10 março 2012

Semana da Mulher: A obra-prima de uma prima-donna


Jane Austen nasceu em uma paróquia de Steventon no condado de Hampshire, Inglaterra. Sua família pertencia a uma classe latifundiária da Grã-Bretanha (os gentry). Esta classe social era formada por pessoas sem muitas posses, mas, em termos de títulos nobiliárquicos, estavam logo abaixo dos nobres aristocratas.
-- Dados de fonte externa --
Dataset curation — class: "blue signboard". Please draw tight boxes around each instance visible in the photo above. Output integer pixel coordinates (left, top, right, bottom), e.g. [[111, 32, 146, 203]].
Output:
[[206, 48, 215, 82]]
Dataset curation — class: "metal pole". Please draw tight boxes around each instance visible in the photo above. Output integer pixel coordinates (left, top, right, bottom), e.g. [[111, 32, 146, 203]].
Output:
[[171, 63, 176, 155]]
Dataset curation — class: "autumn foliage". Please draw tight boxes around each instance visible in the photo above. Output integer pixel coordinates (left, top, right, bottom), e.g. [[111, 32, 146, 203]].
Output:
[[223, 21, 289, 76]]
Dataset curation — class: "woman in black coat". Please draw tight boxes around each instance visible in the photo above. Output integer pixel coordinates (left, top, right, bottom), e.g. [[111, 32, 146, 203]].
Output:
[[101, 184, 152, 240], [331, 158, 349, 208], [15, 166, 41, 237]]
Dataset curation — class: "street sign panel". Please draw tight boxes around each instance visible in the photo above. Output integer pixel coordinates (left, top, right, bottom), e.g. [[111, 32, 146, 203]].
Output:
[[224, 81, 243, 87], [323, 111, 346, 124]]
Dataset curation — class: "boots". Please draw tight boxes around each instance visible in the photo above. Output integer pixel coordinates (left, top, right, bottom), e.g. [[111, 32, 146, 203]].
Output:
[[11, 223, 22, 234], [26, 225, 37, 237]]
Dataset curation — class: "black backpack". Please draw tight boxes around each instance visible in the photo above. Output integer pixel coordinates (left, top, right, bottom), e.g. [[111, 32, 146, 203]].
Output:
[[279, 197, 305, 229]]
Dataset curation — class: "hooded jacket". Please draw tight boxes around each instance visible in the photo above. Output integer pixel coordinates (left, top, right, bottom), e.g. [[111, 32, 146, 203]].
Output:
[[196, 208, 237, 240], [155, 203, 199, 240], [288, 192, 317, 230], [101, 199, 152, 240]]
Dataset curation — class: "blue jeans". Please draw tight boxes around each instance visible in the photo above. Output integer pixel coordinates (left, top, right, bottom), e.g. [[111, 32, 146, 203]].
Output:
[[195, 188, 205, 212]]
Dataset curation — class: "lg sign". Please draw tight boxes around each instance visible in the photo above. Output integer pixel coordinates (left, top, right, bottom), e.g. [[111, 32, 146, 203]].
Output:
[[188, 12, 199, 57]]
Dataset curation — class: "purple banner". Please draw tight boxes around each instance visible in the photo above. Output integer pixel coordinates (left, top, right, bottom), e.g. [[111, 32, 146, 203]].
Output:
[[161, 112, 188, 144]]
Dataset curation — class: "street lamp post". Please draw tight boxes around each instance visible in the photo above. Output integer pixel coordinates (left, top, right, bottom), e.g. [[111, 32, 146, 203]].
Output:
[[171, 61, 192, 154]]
Foi nesse ambiente puritano e fechado que a romancista encontrou material suficiente para elaborar personagens que transcenderam a rotina limitada a qual estava submetida.
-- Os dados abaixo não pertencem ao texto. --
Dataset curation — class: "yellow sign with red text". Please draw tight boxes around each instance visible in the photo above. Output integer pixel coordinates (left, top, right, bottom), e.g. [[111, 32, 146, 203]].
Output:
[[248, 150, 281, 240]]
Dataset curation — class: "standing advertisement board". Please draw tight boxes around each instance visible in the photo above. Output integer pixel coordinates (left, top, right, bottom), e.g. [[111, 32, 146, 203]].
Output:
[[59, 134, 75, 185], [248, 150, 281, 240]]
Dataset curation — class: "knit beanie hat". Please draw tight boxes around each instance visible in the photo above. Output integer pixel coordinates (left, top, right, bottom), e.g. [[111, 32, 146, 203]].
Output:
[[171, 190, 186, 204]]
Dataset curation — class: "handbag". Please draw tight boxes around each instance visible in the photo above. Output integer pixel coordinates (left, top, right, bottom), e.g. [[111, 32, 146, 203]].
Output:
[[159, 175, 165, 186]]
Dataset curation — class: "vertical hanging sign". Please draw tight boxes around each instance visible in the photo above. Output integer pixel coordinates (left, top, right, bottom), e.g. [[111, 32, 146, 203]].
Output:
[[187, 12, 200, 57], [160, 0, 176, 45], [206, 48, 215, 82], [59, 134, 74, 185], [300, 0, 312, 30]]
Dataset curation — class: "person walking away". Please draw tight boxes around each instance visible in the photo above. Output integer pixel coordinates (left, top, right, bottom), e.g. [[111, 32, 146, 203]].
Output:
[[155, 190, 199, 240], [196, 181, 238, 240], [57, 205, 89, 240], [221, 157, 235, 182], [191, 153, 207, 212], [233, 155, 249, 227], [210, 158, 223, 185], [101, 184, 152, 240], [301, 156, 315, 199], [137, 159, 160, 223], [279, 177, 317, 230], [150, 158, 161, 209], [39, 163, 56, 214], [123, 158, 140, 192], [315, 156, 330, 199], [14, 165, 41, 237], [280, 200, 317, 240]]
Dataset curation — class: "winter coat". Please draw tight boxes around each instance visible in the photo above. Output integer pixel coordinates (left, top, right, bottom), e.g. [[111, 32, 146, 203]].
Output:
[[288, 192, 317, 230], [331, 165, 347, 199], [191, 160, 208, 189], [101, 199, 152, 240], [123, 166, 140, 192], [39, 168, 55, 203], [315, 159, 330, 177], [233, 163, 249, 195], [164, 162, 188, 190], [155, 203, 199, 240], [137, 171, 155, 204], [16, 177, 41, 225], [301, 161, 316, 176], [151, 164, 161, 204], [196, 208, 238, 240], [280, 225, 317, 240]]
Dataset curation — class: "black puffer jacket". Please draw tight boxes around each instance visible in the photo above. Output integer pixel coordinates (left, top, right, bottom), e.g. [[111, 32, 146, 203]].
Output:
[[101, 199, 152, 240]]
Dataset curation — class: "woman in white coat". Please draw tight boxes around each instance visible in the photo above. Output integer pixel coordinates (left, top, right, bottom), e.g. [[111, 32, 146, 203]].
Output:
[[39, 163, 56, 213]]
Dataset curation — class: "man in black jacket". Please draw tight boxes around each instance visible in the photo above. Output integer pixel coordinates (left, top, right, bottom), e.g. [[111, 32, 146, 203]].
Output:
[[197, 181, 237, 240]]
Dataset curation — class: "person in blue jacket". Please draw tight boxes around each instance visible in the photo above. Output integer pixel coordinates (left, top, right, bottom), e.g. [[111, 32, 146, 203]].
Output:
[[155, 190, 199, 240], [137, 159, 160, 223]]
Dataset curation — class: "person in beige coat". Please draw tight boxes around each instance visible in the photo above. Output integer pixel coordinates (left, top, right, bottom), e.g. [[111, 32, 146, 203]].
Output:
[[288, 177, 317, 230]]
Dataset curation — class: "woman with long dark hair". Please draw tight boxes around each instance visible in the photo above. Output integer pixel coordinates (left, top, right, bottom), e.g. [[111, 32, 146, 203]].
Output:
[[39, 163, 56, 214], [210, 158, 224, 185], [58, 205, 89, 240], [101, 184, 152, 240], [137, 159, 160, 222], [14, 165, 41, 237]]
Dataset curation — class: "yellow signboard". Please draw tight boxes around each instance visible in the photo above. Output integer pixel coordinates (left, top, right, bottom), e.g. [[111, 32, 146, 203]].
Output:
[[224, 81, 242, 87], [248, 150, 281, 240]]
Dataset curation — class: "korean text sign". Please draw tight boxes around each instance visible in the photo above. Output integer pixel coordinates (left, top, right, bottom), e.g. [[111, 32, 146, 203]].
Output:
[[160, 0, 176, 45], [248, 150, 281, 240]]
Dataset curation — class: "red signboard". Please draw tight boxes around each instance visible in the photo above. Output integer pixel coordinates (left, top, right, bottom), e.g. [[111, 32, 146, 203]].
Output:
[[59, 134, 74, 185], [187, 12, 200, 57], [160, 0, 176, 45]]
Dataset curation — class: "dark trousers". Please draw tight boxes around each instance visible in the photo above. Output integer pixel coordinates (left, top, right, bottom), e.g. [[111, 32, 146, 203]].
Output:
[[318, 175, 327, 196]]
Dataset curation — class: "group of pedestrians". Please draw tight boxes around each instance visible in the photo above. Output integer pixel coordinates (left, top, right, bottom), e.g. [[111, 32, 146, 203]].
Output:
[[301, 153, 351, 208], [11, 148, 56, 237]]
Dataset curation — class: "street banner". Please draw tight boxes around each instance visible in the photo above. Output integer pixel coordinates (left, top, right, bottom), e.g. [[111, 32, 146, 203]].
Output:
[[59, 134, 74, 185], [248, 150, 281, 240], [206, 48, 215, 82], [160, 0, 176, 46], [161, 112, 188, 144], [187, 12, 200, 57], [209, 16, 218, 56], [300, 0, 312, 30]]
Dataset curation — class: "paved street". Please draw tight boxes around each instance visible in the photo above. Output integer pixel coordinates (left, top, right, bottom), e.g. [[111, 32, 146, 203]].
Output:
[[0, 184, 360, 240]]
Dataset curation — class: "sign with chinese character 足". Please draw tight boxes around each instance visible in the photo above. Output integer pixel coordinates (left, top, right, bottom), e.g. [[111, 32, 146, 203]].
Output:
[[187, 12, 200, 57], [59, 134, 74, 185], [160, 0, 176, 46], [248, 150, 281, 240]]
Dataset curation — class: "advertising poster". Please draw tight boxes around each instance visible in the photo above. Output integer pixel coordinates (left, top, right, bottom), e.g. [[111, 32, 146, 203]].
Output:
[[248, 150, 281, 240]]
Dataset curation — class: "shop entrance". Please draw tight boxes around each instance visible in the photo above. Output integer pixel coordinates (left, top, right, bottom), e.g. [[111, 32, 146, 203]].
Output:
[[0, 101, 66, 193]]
O clássico Orgulho e Preconceito (Pride and Prejudice, 1797) não só introduz Jane Austen na galeria dos maiores fenômenos da literatura inglesa, como também retrata as principais ideias da mulher que interpretou temas cotidianos à luz da universalidade. Com uma observação cirúrgica da realidade que a cercava, Austen retratou a limitação da aristocracia rural em personagens ‘transgressoras’ (guardadas as devidas proporções), irônicas, fortes, visionárias e rigorosamente convictas.



“É uma verdade universalmente conhecida que um homem solteiro, possuidor de uma boa fortuna, deve estar necessitado de esposa.” Com essa introdução, a romancista irrompe na peça-chave que permeava a sociedade da época: casamento e dinheiro.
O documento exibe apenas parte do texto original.